The main contribution in this paper is using an explainable artificial intelligence-CKD (XAI-CKD) model for the process of classification. XAI-CKD applies explainable AI (XAI) by utilizing extra trees (ET) and SHAP (shapley additive explanations) values. Also, binary breadth-first search (BBFS) algorithm is used to select the most important features for XAI-CKD model. BBFS is an efficient feature selection algorithm, making it particularly well-suited for CKD datasets, which often have high-dimensional features and interdependencies. BBFS works effectively via traversing the feature space to identify the most relevant features without requiring an exhaustive search, this saves computational resources. Extra Trees is an ensemble learning model used for capturing complex relationships between features through randomized tree construction. By combining BBFS with ET, noise in the dataset is reduced via selecting only the most important features, this helps in improving model performance and interpretability. This integration makes a balance between computational efficiency, accuracy, and clarity the results, which is vital in a medical context like CKD classification. This methodology is designed to derive valuable insights for enhancing decision-making strategies within the field of classifying chronic kidney diseases. The performance of XAI-CKD is compared with another machine learning models, namely, random forest (RF), decision tree (DT), bagging classifier (BC), adaptive boosting (AdaBoost), and k-nearest neighbor (KNN), and the performance of the models is evaluated using accuracy, sensitivity, specificity, F-score, and area under the ROC curve (AUC).
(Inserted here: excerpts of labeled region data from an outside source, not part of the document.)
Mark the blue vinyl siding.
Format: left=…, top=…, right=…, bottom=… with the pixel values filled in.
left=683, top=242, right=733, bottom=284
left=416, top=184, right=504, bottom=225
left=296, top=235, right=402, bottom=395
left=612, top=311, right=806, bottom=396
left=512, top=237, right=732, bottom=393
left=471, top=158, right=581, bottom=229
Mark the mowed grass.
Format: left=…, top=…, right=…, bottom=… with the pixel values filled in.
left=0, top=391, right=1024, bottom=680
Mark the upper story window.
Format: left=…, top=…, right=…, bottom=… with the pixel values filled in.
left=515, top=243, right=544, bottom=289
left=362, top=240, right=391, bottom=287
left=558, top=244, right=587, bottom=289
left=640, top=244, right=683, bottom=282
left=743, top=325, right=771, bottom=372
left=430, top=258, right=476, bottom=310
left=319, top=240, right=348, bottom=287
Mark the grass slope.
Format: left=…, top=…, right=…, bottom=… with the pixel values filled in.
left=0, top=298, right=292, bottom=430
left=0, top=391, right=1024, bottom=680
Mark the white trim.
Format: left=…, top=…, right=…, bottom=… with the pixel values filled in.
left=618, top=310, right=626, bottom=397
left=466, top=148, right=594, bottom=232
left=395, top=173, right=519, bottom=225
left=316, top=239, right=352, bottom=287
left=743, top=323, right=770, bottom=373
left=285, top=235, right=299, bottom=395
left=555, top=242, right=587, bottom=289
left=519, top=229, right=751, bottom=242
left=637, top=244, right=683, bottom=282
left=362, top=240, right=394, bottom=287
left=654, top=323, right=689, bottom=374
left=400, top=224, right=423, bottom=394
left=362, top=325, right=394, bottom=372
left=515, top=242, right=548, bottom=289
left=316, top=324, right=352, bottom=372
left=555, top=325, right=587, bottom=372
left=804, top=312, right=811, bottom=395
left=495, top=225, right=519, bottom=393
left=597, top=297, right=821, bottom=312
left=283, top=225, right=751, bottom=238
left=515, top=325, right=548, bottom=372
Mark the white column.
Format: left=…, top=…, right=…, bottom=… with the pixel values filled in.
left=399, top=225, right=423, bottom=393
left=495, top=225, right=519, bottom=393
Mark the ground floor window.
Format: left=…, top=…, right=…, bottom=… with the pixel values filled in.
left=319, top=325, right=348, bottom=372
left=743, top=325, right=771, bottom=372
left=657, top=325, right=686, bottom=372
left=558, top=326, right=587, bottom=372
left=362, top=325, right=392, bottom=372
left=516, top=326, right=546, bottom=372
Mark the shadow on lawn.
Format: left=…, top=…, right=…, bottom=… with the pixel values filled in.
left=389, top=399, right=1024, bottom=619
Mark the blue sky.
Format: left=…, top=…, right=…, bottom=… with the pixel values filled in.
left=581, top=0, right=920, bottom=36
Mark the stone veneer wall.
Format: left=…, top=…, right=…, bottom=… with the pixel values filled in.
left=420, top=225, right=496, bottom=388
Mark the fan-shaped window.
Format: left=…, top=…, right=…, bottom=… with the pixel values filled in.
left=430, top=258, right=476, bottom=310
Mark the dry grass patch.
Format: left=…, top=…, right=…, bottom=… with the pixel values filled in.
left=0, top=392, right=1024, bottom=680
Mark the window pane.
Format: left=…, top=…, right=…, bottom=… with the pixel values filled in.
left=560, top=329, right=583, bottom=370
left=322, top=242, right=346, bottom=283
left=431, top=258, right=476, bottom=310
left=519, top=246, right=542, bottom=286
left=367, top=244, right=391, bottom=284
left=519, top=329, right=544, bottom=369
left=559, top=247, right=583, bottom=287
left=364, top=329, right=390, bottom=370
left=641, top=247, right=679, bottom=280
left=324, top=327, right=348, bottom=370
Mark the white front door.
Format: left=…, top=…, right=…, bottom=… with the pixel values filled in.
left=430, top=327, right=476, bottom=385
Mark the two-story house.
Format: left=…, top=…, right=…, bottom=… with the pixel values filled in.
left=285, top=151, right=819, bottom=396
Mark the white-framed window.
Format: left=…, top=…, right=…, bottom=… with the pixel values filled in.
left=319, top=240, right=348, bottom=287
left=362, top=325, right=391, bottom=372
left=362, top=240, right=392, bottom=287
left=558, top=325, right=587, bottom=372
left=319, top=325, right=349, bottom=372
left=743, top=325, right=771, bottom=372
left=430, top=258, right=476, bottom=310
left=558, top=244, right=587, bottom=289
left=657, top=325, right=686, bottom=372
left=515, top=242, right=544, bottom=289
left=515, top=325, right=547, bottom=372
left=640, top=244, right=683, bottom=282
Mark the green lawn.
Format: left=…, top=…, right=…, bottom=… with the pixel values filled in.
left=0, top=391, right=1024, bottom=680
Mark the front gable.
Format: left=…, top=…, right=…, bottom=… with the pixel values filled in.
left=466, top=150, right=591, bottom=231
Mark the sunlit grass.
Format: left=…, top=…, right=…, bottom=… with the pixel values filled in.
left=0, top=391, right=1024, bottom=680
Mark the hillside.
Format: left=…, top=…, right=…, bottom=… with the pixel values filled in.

The proposed XAI-CKD model achieved the best results with accuracy equals 99.9%. The steps for creating XAI-CKD model for chronic kidney disease classification are:

Data collection.
Data normalization using Z-score.
Using KNN imputer for imputing missing values.
Using binary breadth-first search (BBFS) algorithm to identify the most relevant features for the classification task.
Select the extra trees (ET) classification model that is inherently explainable and can be easily interpreted.
Train the model by splitting the data into training (70%), and testing (30%) sets.
Evaluate model performance using evaluation metrics such as accuracy, sensitivity, specificity, F-score, and area under the ROC curve (AUC).
Generate explanations for the model predictions. SHAP (shapley additive explanations) is used, which provides insights into how the model arrives at specific predictions.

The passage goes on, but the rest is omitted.